«I processi sono buchi della serratura da cui osservare il più grande mistero esistente: l’animo umano» dice il magistrato Francesco Caringella, autore del romanzo Non sono un assassino da cui è tratto il film omonimo di Andrea Zaccariello, in sala dal 30 aprile dopo l’anteprima il 28 al Bari Film Festival.

ATTRAVERSO il genere del thriller legale, dice infatti il regista, «volevamo scandagliare le anime dei protagonisti», e cioè tre amici di vecchia data: il vicequestore Francesco Prencipe (Riccardo Scamarcio), il giudice Giovanni Mastropaolo (Alessio Boni) e l’avvocato Giorgio (Edoardo Pesce), che difende Francesco nel processo in cui è accusato di aver ucciso proprio il suo più caro amico Giovanni, assassinato in apertura del film da un colpo di pistola alla testa. Organizzato, come nota Boni, con un «sistema di scatole cinesi» il film ricostruisce attraverso i flashback la verità all’interno di una stratificazione di menzogne: «Lo stesso processo – dice Caringella – non è che un rito, una commedia in cui tutti devono recitare la loro parte in un gioco di inganni e di specchi. Deve mentire l’avvocato e anche l’imputato se è colpevole – ma soprattutto se è innocente, perché spesso la verità è poco credibile. Il giudice e la giuria non conoscono la verità, devono scoprire quella più plausibile fra le verità piene di menzogne del pm e dell’imputato».

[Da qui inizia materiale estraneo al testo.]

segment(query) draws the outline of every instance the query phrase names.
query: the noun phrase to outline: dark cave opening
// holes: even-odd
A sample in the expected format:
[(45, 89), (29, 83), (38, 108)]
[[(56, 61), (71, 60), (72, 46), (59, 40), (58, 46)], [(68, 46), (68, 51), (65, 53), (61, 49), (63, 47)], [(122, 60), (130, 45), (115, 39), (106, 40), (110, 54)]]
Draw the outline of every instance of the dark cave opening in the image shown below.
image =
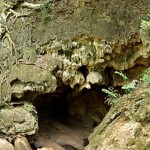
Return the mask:
[[(38, 95), (33, 101), (39, 119), (37, 134), (44, 138), (45, 134), (49, 133), (48, 139), (54, 139), (56, 144), (66, 150), (84, 149), (88, 145), (89, 134), (110, 108), (105, 103), (105, 94), (101, 92), (103, 87), (93, 85), (91, 89), (83, 89), (78, 94), (74, 94), (73, 89), (66, 87), (61, 93), (56, 90), (55, 93)], [(64, 137), (63, 141), (58, 134), (62, 139)], [(33, 149), (48, 147), (48, 143), (35, 143), (32, 144)]]

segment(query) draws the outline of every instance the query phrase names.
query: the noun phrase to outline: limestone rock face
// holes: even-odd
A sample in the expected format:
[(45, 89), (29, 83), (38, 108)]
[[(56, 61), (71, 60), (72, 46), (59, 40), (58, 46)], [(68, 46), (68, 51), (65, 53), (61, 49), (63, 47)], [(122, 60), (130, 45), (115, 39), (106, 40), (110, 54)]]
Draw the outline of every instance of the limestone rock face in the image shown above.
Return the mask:
[(28, 140), (25, 137), (18, 137), (15, 140), (15, 150), (32, 150)]
[(1, 150), (14, 150), (14, 147), (7, 140), (1, 138), (0, 139), (0, 149)]
[(37, 112), (31, 103), (10, 103), (0, 109), (0, 116), (1, 135), (6, 138), (19, 133), (32, 135), (38, 130)]
[(150, 149), (149, 87), (138, 87), (117, 101), (89, 137), (85, 150)]
[[(143, 19), (149, 19), (149, 10), (148, 0), (1, 0), (2, 135), (35, 134), (38, 123), (33, 102), (40, 94), (65, 86), (77, 94), (94, 84), (127, 84), (116, 70), (129, 81), (138, 79), (150, 64), (149, 30), (142, 25)], [(95, 105), (87, 97), (70, 104), (75, 106), (70, 113), (102, 121), (107, 110), (97, 107), (101, 105), (97, 99)]]

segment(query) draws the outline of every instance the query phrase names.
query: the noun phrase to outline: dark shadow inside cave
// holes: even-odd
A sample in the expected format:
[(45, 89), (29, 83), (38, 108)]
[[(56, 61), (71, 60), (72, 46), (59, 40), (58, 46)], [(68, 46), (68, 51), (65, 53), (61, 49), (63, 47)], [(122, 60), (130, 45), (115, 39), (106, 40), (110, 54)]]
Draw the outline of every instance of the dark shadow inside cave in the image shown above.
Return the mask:
[(103, 87), (93, 85), (78, 94), (64, 87), (63, 92), (58, 89), (55, 93), (38, 95), (33, 104), (38, 112), (39, 131), (32, 145), (48, 147), (52, 142), (66, 150), (84, 149), (89, 134), (109, 110), (101, 92)]

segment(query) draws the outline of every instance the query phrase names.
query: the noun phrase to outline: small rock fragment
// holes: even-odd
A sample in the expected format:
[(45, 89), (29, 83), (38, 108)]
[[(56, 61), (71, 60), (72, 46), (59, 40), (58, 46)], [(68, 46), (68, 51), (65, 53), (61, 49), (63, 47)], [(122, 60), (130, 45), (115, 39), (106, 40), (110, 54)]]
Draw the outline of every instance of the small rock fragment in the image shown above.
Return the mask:
[(7, 140), (0, 138), (0, 150), (14, 150), (14, 146)]
[(17, 137), (14, 145), (15, 150), (32, 150), (28, 140), (25, 137)]

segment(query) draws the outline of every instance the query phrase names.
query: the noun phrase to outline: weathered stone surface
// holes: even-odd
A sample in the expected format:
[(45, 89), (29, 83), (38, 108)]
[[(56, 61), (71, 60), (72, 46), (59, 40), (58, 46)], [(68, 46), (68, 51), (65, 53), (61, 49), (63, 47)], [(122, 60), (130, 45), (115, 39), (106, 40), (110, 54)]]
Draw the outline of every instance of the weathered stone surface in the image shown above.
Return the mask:
[(150, 149), (149, 90), (138, 87), (120, 98), (90, 135), (85, 150)]
[[(30, 109), (32, 105), (26, 107), (21, 101), (33, 102), (39, 94), (53, 93), (63, 85), (69, 85), (75, 93), (93, 84), (122, 86), (125, 83), (114, 75), (115, 70), (125, 72), (132, 80), (130, 74), (135, 68), (147, 68), (149, 31), (141, 22), (149, 18), (149, 10), (148, 0), (1, 0), (2, 132), (36, 132), (36, 113)], [(95, 93), (92, 95), (95, 97)], [(86, 102), (82, 100), (86, 98)], [(83, 117), (85, 123), (89, 117), (101, 122), (107, 111), (103, 105), (98, 107), (101, 102), (97, 98), (92, 100), (88, 96), (76, 99), (70, 113)], [(136, 121), (148, 118), (148, 109), (142, 115), (141, 110), (134, 115)], [(13, 115), (18, 116), (16, 120)], [(143, 141), (139, 138), (135, 143), (139, 148)]]
[(46, 147), (43, 147), (43, 148), (38, 148), (37, 150), (54, 150), (53, 148), (46, 148)]
[[(56, 78), (48, 70), (35, 65), (12, 66), (9, 74), (12, 94), (20, 98), (26, 91), (48, 93), (56, 90)], [(32, 99), (31, 99), (32, 100)]]
[(14, 146), (7, 140), (0, 138), (0, 150), (14, 150)]
[(32, 150), (28, 140), (25, 137), (17, 137), (14, 145), (15, 150)]
[(16, 134), (32, 135), (38, 129), (35, 107), (29, 102), (9, 103), (0, 109), (1, 135), (11, 138)]

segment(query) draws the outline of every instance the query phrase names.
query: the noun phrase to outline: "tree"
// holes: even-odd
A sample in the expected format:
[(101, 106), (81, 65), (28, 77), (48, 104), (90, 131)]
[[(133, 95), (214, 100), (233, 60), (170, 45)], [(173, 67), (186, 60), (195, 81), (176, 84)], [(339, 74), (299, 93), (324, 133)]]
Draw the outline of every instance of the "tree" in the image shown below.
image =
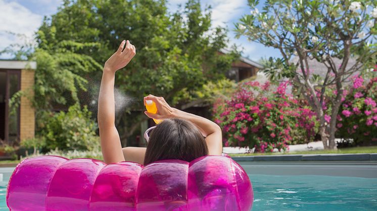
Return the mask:
[[(345, 84), (376, 63), (377, 2), (267, 0), (261, 13), (255, 8), (258, 4), (249, 1), (251, 14), (237, 25), (238, 36), (280, 51), (282, 57), (270, 58), (266, 72), (272, 79), (292, 81), (316, 112), (324, 148), (336, 149), (337, 116)], [(356, 61), (350, 66), (352, 57)], [(335, 58), (341, 59), (340, 66), (335, 65)], [(323, 77), (309, 71), (311, 59), (327, 67)], [(331, 96), (333, 87), (336, 94)]]
[[(226, 45), (226, 30), (211, 28), (209, 8), (202, 11), (199, 1), (190, 0), (183, 10), (170, 14), (166, 4), (65, 1), (37, 33), (33, 55), (38, 62), (37, 106), (88, 103), (80, 97), (86, 94), (82, 92), (88, 80), (100, 81), (103, 64), (124, 39), (136, 46), (137, 53), (126, 69), (116, 75), (116, 86), (132, 98), (152, 94), (171, 101), (183, 89), (195, 94), (207, 83), (223, 79), (238, 54), (218, 53)], [(144, 109), (136, 102), (117, 117), (123, 141), (147, 119), (143, 112), (131, 112)]]

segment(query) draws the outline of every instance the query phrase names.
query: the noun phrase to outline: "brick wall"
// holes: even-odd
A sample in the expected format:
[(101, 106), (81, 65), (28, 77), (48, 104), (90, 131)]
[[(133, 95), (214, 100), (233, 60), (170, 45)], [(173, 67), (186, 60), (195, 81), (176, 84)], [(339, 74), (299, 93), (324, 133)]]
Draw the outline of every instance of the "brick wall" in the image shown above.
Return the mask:
[(22, 69), (21, 72), (21, 90), (25, 92), (26, 96), (21, 97), (20, 106), (20, 139), (34, 137), (35, 125), (35, 110), (32, 106), (31, 98), (33, 95), (32, 86), (34, 84), (33, 70)]

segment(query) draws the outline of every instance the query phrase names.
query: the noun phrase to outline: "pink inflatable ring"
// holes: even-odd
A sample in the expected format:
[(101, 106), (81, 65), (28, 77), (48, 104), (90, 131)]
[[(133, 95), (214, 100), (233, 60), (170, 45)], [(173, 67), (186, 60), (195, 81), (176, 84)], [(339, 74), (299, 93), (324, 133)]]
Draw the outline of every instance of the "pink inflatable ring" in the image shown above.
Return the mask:
[(17, 165), (7, 190), (14, 210), (250, 210), (253, 199), (242, 168), (214, 156), (146, 166), (40, 156)]

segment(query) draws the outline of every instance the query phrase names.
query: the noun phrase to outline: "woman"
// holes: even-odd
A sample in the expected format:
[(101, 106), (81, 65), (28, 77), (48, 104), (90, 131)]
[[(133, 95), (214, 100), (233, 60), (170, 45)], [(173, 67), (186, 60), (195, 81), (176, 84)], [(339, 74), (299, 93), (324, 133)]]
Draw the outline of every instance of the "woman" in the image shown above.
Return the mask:
[(172, 108), (163, 98), (151, 95), (144, 98), (144, 104), (146, 100), (153, 101), (158, 112), (145, 113), (150, 118), (164, 121), (146, 131), (147, 148), (122, 149), (115, 124), (115, 73), (125, 67), (135, 54), (135, 46), (128, 40), (123, 40), (104, 66), (98, 101), (98, 125), (104, 162), (110, 164), (125, 161), (147, 165), (161, 160), (190, 162), (203, 156), (221, 155), (221, 130), (218, 125), (205, 118)]

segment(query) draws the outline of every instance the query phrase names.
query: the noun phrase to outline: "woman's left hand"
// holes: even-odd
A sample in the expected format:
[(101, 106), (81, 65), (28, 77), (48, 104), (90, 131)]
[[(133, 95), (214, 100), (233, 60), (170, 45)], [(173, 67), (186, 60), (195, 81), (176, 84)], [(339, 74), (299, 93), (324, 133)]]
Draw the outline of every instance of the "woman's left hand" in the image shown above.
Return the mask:
[[(126, 47), (122, 51), (126, 43)], [(136, 54), (136, 48), (133, 45), (130, 43), (129, 41), (126, 42), (123, 40), (118, 50), (115, 52), (105, 63), (104, 71), (109, 71), (115, 73), (117, 71), (124, 67), (131, 61), (131, 59)]]
[(149, 113), (147, 111), (144, 112), (148, 117), (155, 119), (164, 119), (173, 117), (174, 109), (168, 104), (163, 97), (149, 95), (144, 97), (144, 105), (147, 104), (147, 100), (153, 101), (156, 103), (156, 107), (157, 107), (157, 113), (156, 114)]

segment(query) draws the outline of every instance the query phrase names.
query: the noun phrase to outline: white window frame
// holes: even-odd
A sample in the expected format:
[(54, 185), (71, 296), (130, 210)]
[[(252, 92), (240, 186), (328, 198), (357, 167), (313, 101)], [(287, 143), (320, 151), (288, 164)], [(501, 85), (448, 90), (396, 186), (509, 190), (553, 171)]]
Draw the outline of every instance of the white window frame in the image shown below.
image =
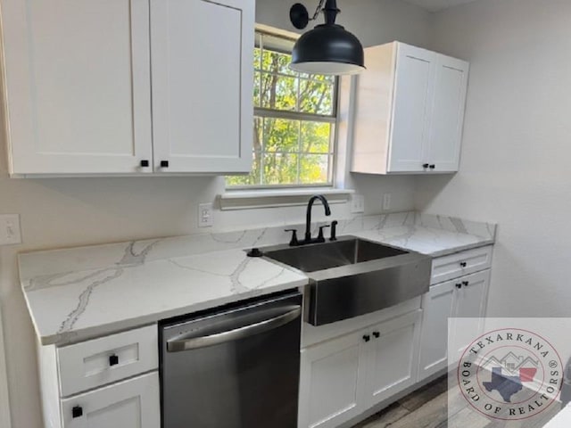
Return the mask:
[[(284, 45), (286, 44), (293, 44), (294, 41), (299, 38), (299, 35), (295, 33), (291, 33), (285, 30), (280, 30), (277, 29), (273, 29), (271, 27), (264, 26), (264, 25), (256, 25), (255, 29), (256, 33), (261, 33), (269, 37), (275, 37), (276, 39), (283, 39)], [(261, 46), (263, 49), (263, 45)], [(286, 51), (287, 49), (283, 49)], [(261, 72), (261, 70), (259, 70)], [(289, 77), (290, 75), (281, 75), (278, 73), (278, 76)], [(300, 81), (303, 79), (303, 78), (297, 78)], [(324, 191), (327, 189), (335, 190), (335, 176), (337, 173), (337, 156), (338, 156), (338, 122), (339, 122), (339, 90), (340, 84), (339, 78), (335, 77), (334, 83), (334, 94), (333, 94), (333, 113), (331, 115), (320, 115), (315, 113), (304, 113), (299, 111), (275, 111), (271, 109), (266, 109), (263, 107), (254, 107), (254, 117), (257, 118), (269, 118), (269, 119), (293, 119), (293, 120), (300, 120), (300, 121), (311, 121), (311, 122), (321, 122), (321, 123), (329, 123), (332, 126), (332, 132), (330, 136), (330, 147), (329, 152), (327, 153), (315, 153), (316, 155), (327, 155), (329, 156), (328, 160), (328, 181), (327, 183), (294, 183), (294, 184), (277, 184), (277, 185), (228, 185), (225, 183), (226, 193), (224, 193), (223, 197), (227, 197), (228, 199), (232, 198), (232, 193), (248, 193), (248, 195), (255, 194), (252, 193), (260, 193), (259, 194), (271, 194), (272, 197), (275, 196), (276, 192), (279, 193), (280, 191), (292, 191), (294, 194), (306, 193), (310, 189), (316, 189)], [(299, 95), (299, 86), (298, 86), (298, 95)], [(297, 100), (299, 101), (299, 100)], [(262, 151), (262, 160), (263, 153), (265, 152)], [(299, 174), (300, 174), (300, 158), (301, 154), (304, 154), (304, 152), (291, 152), (290, 154), (297, 154), (298, 156), (298, 169), (297, 169), (297, 178), (299, 181)], [(261, 167), (261, 173), (263, 173), (263, 164)], [(304, 192), (304, 190), (308, 192)], [(296, 192), (297, 191), (297, 192)], [(301, 193), (300, 193), (301, 192)], [(310, 193), (310, 192), (309, 192)], [(346, 193), (346, 192), (345, 192)], [(337, 192), (333, 192), (333, 193), (337, 193)], [(290, 193), (291, 194), (291, 193)], [(242, 198), (242, 195), (237, 195), (239, 199)], [(232, 198), (234, 199), (234, 198)]]

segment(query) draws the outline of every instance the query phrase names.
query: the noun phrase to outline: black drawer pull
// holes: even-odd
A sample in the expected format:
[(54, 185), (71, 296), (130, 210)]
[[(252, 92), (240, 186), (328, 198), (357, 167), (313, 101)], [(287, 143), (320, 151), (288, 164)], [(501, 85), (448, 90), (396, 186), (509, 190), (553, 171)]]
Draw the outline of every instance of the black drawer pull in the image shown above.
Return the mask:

IN QUESTO film di genere, «ma soprattutto storia di persone» dice Zaccariello, la cosa che lo ha interessato di più è l’indagine sul male, che non è qualcosa di assoluto e netto: «Nei tempi in cui viviamo il male può trovare posto dentro di noi dal momento in cui ci convinciamo che non sia tale, in cui ci costruiamo una realtà come vorremmo che fosse». Un’«universalità» del male che si riflette nella Puglia «anonima» in cui è ambientato Non sono un assassino : «L’abbiamo filmata in modo che potesse sembrare qualunque altro posto, cercando di fare in modo che non ci fosse mai il sole».